BERKELEY—Are our migrants heroes or opportunists?

Decidedly heroes, in composer Jimmy López’s view. He made a strong case for them in his evocative world premiere oratorio “Dreamers,” featuring a sensitive libretto by Nilo Cruz. With the amazing maestro Esa-Pekka Salonen conducting, the 41-minute oratorio was unreeled at Zellerbach Hall March 17.

“Dreamers” traces all migrants, from pre-history around the world, in an abstract story-telling. As it turns to the specific plight of the Dreamers and their followers across our frontiers today, it becomes highly emotional, in a way that few new works today are oriented. The gradual transition from detachment to keen involvement is brilliantly negotiated by López-Cruz with texts both English and Spanish. By the end, the solo soprano, often voicing a child making a hazardous  crossing with detention and isolation awaiting across the border, is immersed in anguish, anger and frustration, with the large chorus of some 90 echoing her phrases.
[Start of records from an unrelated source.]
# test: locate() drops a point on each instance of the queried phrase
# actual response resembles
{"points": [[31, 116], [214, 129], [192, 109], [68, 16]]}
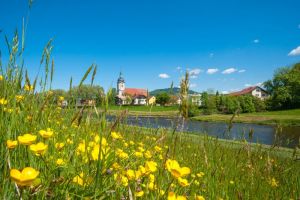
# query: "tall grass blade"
{"points": [[86, 75]]}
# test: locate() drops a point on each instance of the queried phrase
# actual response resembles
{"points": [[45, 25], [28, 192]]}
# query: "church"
{"points": [[130, 96]]}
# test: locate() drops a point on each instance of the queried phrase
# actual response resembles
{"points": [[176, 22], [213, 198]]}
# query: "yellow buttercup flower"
{"points": [[46, 133], [96, 150], [138, 154], [28, 87], [157, 149], [181, 198], [38, 148], [19, 98], [148, 154], [183, 182], [60, 162], [27, 139], [24, 178], [116, 135], [200, 174], [61, 98], [175, 169], [151, 166], [59, 145], [139, 193], [124, 181], [79, 179], [130, 174], [199, 197], [3, 101], [171, 196], [116, 166], [274, 182], [11, 144]]}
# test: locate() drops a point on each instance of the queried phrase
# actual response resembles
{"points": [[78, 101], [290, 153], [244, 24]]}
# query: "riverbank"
{"points": [[283, 118]]}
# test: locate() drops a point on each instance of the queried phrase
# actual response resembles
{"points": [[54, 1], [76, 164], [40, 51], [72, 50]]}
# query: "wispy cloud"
{"points": [[225, 92], [295, 52], [195, 72], [163, 76], [256, 84], [193, 85], [229, 71], [212, 71]]}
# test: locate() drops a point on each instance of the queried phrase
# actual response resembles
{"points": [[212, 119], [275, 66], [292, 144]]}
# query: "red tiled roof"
{"points": [[135, 92], [244, 91]]}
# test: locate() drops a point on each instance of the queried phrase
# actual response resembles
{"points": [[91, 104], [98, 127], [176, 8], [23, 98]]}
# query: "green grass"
{"points": [[286, 117], [101, 160], [156, 111]]}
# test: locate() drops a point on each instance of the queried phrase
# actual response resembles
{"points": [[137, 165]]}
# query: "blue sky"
{"points": [[226, 45]]}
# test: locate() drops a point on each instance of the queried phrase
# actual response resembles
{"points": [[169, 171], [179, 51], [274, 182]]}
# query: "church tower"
{"points": [[121, 85]]}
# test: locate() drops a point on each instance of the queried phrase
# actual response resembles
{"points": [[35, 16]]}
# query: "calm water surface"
{"points": [[264, 134]]}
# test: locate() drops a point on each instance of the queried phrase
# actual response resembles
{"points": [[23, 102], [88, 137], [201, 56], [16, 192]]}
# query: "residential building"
{"points": [[130, 96], [152, 100], [254, 91]]}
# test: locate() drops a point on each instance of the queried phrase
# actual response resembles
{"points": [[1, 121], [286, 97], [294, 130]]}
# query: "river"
{"points": [[263, 134]]}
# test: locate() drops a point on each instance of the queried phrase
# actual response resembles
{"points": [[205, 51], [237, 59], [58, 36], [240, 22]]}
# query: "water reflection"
{"points": [[264, 134]]}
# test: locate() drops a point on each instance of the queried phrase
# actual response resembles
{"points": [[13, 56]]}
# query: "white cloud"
{"points": [[195, 72], [212, 71], [224, 92], [193, 85], [163, 76], [229, 71], [256, 84], [295, 52]]}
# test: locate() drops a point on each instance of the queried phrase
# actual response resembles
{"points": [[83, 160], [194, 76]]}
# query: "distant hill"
{"points": [[175, 90]]}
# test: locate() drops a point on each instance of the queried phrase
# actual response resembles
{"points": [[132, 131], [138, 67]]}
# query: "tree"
{"points": [[284, 88], [112, 96], [162, 98]]}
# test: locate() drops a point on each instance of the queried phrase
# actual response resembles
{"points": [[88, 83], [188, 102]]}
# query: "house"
{"points": [[85, 102], [195, 99], [127, 96], [254, 91], [152, 100]]}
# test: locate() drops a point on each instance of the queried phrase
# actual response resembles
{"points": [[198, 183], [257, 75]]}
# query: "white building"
{"points": [[127, 96], [254, 91]]}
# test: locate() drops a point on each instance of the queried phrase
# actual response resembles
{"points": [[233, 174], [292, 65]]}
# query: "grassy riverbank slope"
{"points": [[285, 118], [156, 111]]}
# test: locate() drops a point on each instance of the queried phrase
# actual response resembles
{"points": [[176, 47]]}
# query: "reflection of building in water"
{"points": [[130, 96]]}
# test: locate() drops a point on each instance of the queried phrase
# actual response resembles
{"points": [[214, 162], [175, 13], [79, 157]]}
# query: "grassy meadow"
{"points": [[156, 111]]}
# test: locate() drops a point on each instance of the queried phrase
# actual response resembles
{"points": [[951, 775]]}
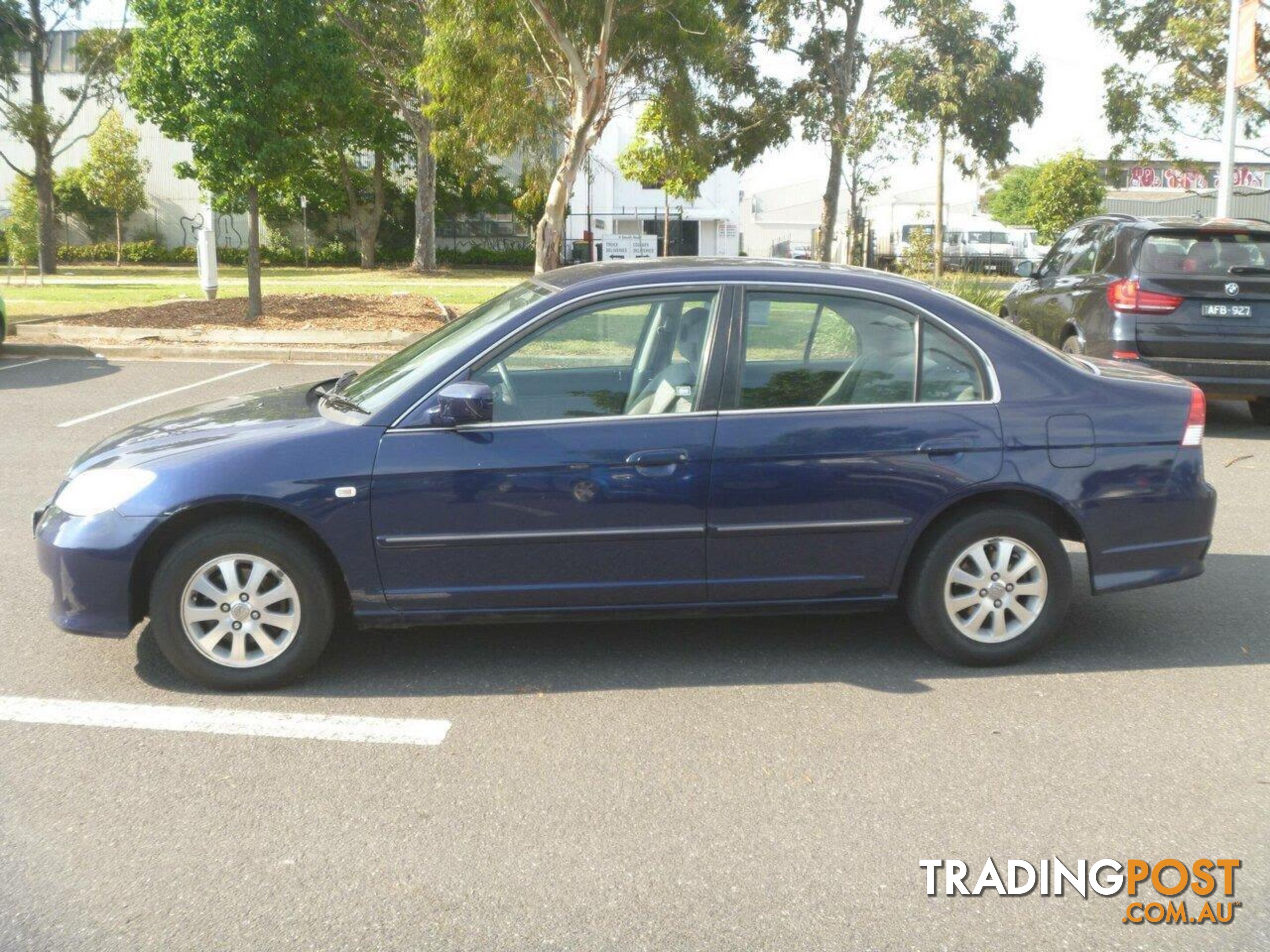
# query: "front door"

This is a magnetic, visceral work intertwined with the heated politics of today. Berkeley is an ideal locale to voice these sympathies, as this campus has a current enrollment of some 500 Dreamers, the name given to long-residing immigrant DACA youths who are in the US but stuck in a legal limbo of great uncertainty and threatened deportation. (‘Dreamers’ is a very misleading term for these Cal students; the academic pressure on one and all hardly allows idle time for lah-di-dah dreaming!)

The musical style of Peruvian-born López, a 40-year-old Berkeley Ph.D. grad, is tonal and post-Stravinskian, with strong rhythmic emphasis. The vocals are punctuated by surging orchestral thrusts led by the large percussion group. Indeed, the orchestra itself (London’s elite Philharmonia) was needlessly large.

The opus made a powerful impression, particularly with its gradual turn from impassiveness to bitterness over mistreatment of migrants.

Leading the performance March 17 were paired stars. Apart from the vigorous Principal Guest Conductor Salonen, who prepares his ensembles meticulously, the premiere featured the stunning spinto soprano Ana Maria Martinez from Puerto Rico, where neglected storm survivors embody yet another chapter of human despair.

Vocally, Martinez has a broad range, a high top, great projection and secure pitch. Her artistry unfolded lustrously as the oratorio’s emotional intensity accelerated. By the final curtain, “Dreamers” resonated like an operatic tragedy.

The combined choruses of Volti and UC Berkeley were effective, though the upstage placement dulled their impact. This premiere unleashed a four-minute ovation.

Love it or hate it, the oratorio explores the issue from the perspective of the dreamer-migrant eloquently, sympathetically, incisively. The challenge is to hear it not as a political manifesto but as a musical work that speaks from the heart, telling of “children smuggled out because they didn’t deserve to be killed” in their crime-torn land of origin.

The presentors at Cal Performances pulled out all the stops for their commission, offering a complimentary post-concert reception for all comers to meet the artists. “Dreamers” was also scheduled for Stanford University and,  later, the Houston Symphony.

On any other night, the headlines would have been about Salonen’s extraordinary leadership in the complete Stravinsky “Firebird” ballet music. This is a problematic, drawn-out piece that, for the first time, spoke to this listener with unique eloquence (Most orchestras prefer the concise subsequent chamber-orchestra revision of “Firebird,” only half as long but adding unique orchestral touches including the Kastchei “bang”). The crisp interpretation with ear-carressing incipits (i.e., starts) and countless dynamic gradations by Salonen and his virtuoso orchestra brought new meaning and articulation to this great example of orchestration and Eastern exoticism.